In critical seasons that demand greater resilience, emotional agility is needed. In a declining societal turnover of many variables, effectively navigating the inner terrain of emotional experiences within a rapidly evolving and complex global community continues to be marked with necessity for personal and work-related success. Not only in response to this current pandemic, but research from the University of London has been able to demonstrate that emotional agility will provoke individuals to healthily and proactively respond to stress, make strides in job performance, reduce margins for work-related errors, and become altogether innovative in their fields. Dr. Susan David, a psychologist and author on faculty with Harvard Medical School and CEO of Evidence-Based Psychology, a boutique business consultancy, demonstrates principles for this novel concept of emotional agility in her Ted Talk here and additional podcasts on her show Checking In here. Along with other leading experts in the field of understanding emotion regulation, this reflection is incomplete without considering that everyone has negative thoughts and feelings in the spectrum of emotional experiences that include self-doubt, criticism, and fear, and you can read more here. Susan describes this call to emotional agility as that “which enables people to approach their inner experiences in a mindful, values-driven, and productive way rather than buying into or trying to suppress them. The process isn’t about ignoring difficult emotions and thoughts. It’s about holding those emotions and thoughts loosely, facing them courageously and compassionately, and then moving past them to make big things happen in your life.” 

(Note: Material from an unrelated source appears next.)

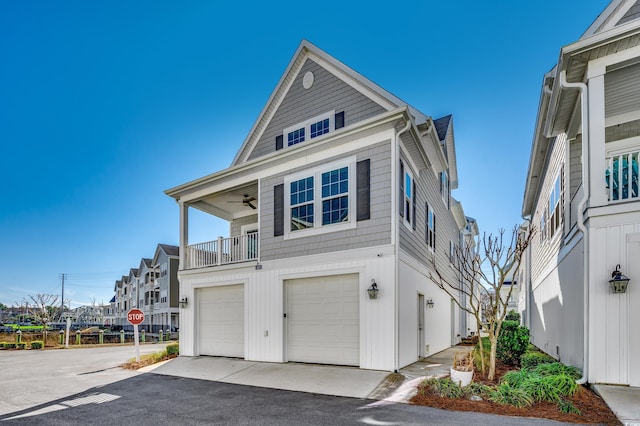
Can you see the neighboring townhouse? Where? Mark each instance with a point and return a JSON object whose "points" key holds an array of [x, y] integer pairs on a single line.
{"points": [[152, 288], [582, 197], [339, 205], [166, 291]]}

Here are several important considerations in choosing resilience and establishing the building blocks of emotional agility: 

  • Understand the way that you express yourself through behavioral patterns. With self-awareness and personal insight, it is possible to get unstuck and move toward change and progress. 
  • Adapted from principles with Acceptance and Commitment Therapy, choose to label the internal stream of thoughts and emotions and determine to view them as changing and transient, rather than permanent, wells of personal information. 
  • The next wave of emotional intelligence is emotional agility that provides a roadmap for navigating challenging emotions, enhancing joy in relationships, moving toward goals, and flourishing in adversity. A key to well-being and success, emotional agility, is linked with flexibility with thoughts and feelings that better serve us rather than getting hooked to an emotional rigidity that applies anger, shame, and anxiety into our daily emotional terrain. 
  • When we choose how we respond to our circumstances, we can also learn skill sets related to loosening up, calming down, and becoming more intentional. 
  • A growing body of research has acknowledged the space between stimulus and response. Growth alongside freedom will occur in this space that involves our personal responses. You can read more about post-traumatic growth and resilience here
  • Engaging in a complex, ever-evolving, global community within the digital revolution requires flexibility, openness, and receptivity in order to tolerate high stress levels and endure through setbacks. 
  • Journaling can become a supportive and encouraging source to better navigate difficult circumstances that cause us to lose our life narrative structure. Journaling is an important asset to create movement through trauma and current hardship as well as describe, make sense of, and process the experience. 

Resilient individuals find and experience meaning, pursue core values, and maintain a strong capacity for personal ingenuity in their life circumstances.